專家注釋為清代最尊貴的女性製作的長褂,下擺處飾有精緻的麗水紋,上面有八個團花裝飾,如本拍品所示。 參見 V. Garrett,《Dragon Robes》,牛津,1998 年,第 35 頁,以及 J. Vollmer,《Imperial Silks: Ch'ing Dynasty Textiles from the Minneapolis Institute of Arts》,2000 年,第 54 頁。

來源:美國一位中國長袍鑑賞家和收藏家的私人收藏。
品相:狀況良好,只有輕微磨損、微小裂痕,小修,輕微污漬。

尺寸:長147 厘米, 寬178 厘米 (兩袖之間)

帶有圓形裝飾的服裝最初用於正式場合。這種裝飾圖案可以追溯到唐代,可能受到西亞的影響; 見黃能馥、陳娟娟,《中華服飾藝術源流》,北京,1994年,第17頁。 209; 另見 J. Watt 和 A. Wardwell,《When Silk Was Gold:Central Asian and Chinese Textiles》,紐約,1998 年,第 21-29 頁。
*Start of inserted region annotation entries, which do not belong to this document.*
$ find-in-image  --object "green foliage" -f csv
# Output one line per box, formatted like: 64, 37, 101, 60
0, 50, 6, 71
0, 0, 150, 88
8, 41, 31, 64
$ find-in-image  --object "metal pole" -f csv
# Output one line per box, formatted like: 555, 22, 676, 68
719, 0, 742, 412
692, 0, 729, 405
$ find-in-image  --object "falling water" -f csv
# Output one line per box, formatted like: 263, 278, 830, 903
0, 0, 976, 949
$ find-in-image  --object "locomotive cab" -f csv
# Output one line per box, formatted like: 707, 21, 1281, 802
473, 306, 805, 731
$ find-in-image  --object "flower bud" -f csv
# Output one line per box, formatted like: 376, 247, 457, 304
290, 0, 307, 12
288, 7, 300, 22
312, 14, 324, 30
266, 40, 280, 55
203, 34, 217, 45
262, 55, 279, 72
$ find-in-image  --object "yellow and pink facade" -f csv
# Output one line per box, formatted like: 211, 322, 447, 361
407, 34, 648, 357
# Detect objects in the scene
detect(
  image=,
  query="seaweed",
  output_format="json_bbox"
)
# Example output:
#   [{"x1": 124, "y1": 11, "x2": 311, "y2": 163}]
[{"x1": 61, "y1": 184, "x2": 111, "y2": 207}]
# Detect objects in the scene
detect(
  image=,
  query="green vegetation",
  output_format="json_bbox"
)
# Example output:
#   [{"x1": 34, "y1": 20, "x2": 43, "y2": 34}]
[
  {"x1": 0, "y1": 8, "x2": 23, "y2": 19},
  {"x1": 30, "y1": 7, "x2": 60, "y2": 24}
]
飾有時令花卉、蝴蝶、仙鶴和其他吉祥圖案的團花紋體現了對好運、財富、幸福的祝愿,通常表明穿著外套的場合的非正式性質。 圓形圖案在明代在宮廷和非正式服裝中特別流行,清朝的滿族統治者似乎延續了這一傳統。 到了十八世紀,下擺獨特的波浪形邊框的正式設計似乎已成為受歡迎的風格。

緙絲是中國傳統的一種絲織品,其特色是以緙織方式織造,緯線並不橫貫全幅,而僅在需要處與經線交織,稱為「通經斷緯」法。其成品正反兩面如一,在不同色彩的輪廓之間並不相連,憑空背光觀察可見點點孔隙,有如以刀鏤刻而成。

文獻比較:
比較一件非常相近的十九世紀中期暗藍色緙絲長袍,寬186.5 釐米,收藏於明尼亞波利斯藝術博物館,館藏編號42.8.88,見Robert D. Jacobsen,《Imperial Silks: Ch'ing Dynasty Textiles in The Minneapolis Institute of Arts》,2000年,卷一,頁269。比較一件相近的十九世紀緙絲徽章朝袍,長141 釐米,收藏於明尼亞波利斯藝術博物館,館藏編號42.8.91。

拍賣結果比較:
形制:非常相近
拍賣:倫敦邦瀚斯,2021年11月2日,lot 278
價格:GBP 10,837.50(相當於今日EUR 15,000
描述:十九世紀早期石青緞繡瓜瓞綿綿紋袍
專家評論:比較非常相近的圓形裝飾和暗藍色地。請注意刺繡技巧、緙絲和尺寸較小 (141 釐米)。